Diare adalah sebuah penyakit di mana penderita mengalami buang air besar yang sering dan masih memiliki kendungan air berlebihan. Diare merupakan penyebab kematian paling umum bagi balita, membunuh lebih dari 1,5 juta orang per tahun. Hingga kini, diare masih merupakan penyebab utama penyakit perut dan kematian pada bayi dan anak-anak. Saat ini morbiditasi (angka kesakitan) diare di indonesia masih sebesar 195 per 1.000 penduduk dan angka ini merupakan yang tertinggi di antara negara-negara di ASEAN. Penyakit diare masih sering menimbulkan KLB (Kejadian Luar Biasa) seperti halnya kolera dengan jumlah penderita yang banyak dalam waktu yang singkat. Namun, dengan tatalaksana diare yang cepat, tepat, dan bermutu, kematian dapat ditekan seminimal mungkin. Pada bulan oktober 1992, ditemukan strain baru yaitu vibrio cholera 0139 yang kemudian digantikan

vibrio cholera strain el tor di tahun 1993, kemudian menghilang pada tahun 1995-1996 (kecuali di india dan bangladesh yang masih ditemukan).
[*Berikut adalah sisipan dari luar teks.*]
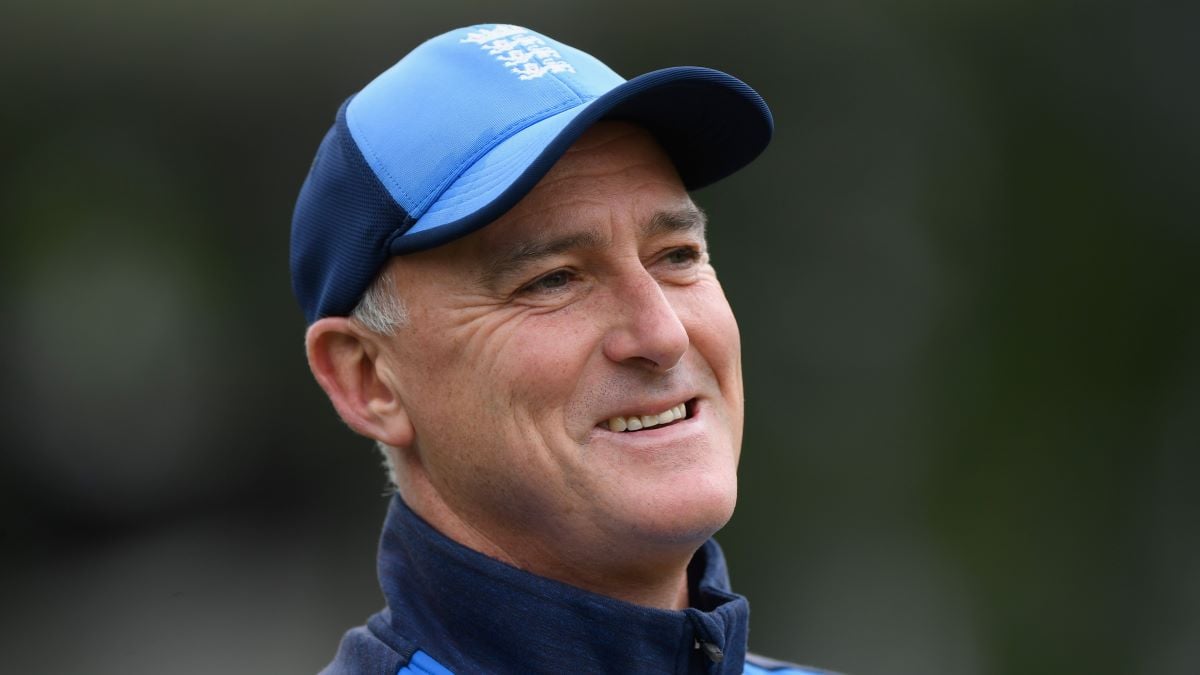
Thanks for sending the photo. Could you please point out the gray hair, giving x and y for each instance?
(382, 311)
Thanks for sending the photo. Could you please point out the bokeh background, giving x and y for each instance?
(966, 273)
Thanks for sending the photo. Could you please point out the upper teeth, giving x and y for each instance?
(647, 420)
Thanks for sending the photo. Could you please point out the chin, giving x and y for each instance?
(688, 513)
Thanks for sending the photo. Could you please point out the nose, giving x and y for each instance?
(647, 329)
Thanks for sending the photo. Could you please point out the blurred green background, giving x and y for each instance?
(966, 274)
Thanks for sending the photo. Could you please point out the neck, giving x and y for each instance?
(654, 578)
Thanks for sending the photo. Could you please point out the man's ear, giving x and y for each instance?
(345, 359)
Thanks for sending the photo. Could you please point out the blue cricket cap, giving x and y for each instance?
(461, 129)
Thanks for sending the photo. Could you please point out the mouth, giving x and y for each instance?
(633, 423)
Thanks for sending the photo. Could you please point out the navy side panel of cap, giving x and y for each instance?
(654, 101)
(341, 227)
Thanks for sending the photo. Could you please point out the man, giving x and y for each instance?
(508, 287)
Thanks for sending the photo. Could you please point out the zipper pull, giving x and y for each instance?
(712, 651)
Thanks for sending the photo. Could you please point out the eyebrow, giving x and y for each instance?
(525, 254)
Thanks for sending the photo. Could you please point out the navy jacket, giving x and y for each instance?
(451, 609)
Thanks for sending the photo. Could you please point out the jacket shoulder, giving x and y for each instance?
(759, 664)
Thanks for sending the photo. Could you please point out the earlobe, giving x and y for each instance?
(348, 368)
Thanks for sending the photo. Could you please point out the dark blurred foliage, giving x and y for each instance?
(966, 274)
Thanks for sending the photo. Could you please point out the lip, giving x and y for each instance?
(654, 407)
(655, 434)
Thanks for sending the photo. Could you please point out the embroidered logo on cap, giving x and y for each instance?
(525, 53)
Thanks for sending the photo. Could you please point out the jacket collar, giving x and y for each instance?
(475, 614)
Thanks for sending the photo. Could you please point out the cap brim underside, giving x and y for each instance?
(709, 123)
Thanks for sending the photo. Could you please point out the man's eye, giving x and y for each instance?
(551, 281)
(683, 255)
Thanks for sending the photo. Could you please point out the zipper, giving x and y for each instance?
(711, 650)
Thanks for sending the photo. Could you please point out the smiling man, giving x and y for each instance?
(509, 288)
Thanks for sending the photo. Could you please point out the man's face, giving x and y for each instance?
(591, 300)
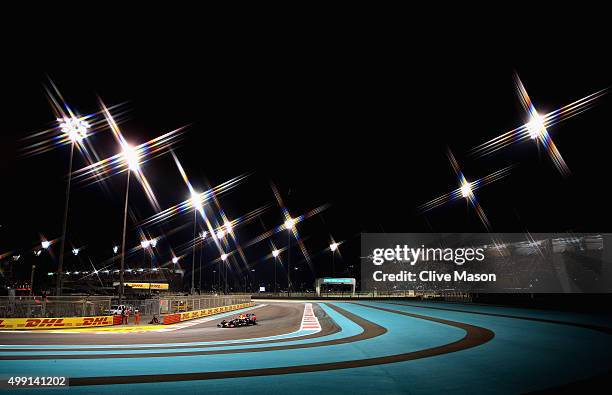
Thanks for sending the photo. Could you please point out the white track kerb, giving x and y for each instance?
(309, 320)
Sedangkan E. Coli 0157 sebagai penyebab diare berdarah dan HUS (Haemolytic Uremia Syndrome). KLB pernah terjadi di Amerika, Jepang, Afrika Selatan dan Australia. Adapun untuk indonesia sendiri kedua strain tersebut belum pernah terdeteksi. Adapun dampak negatif penyakit diare pada bayi dan anak-anak, antara lain adalah menghambat proses tumbuh kembang anak yang pada akhirnya dapat menurunkan kualitas hidup anak dimasa depan. Pada dekade 1950-1970-an, di negara-negara berkembang (termasuk indonesia) hanya sekitar 20% etiologi diare akut dapat diketahui. Pada waktu itu penyakit diare akut di masyarakat (indonesia) lebih dikenal dengan istilah muntaber. Penyakit ini mempunyai konotasi yang mengerikan, serta menimbulkan kecemasan dan kepanikan warga masyarakat. Jika tidak segera diobati, dalam waktu singkat (-+48 jam) Penderita akan meninggal. Kematian ini disebabkan, karena hilangnya cairan elektrolit tubuh akibat adanya dehidrasi. Kemudian, diketahui bahwa penyebab muntaber adalah kuman Vibrio Cholera biotype ElTor dan sesuai dengan nama penyebabnya tersebut maka kejadian wabah yang sering terjadi pada waktu itu lebih populer dengan istilah wabah Cholera El-Tor. Kejadian wabah Cholera El-Tor di indonesia yang pertama kali diketahui terjadi di Makasar (ujung pandang) pada tahun 60-an, dengan menimbulkan sejumlah kematian. Wabah penyakit ini kemudian diketahui sering terjadi di daerah-daerah lain diindonesia.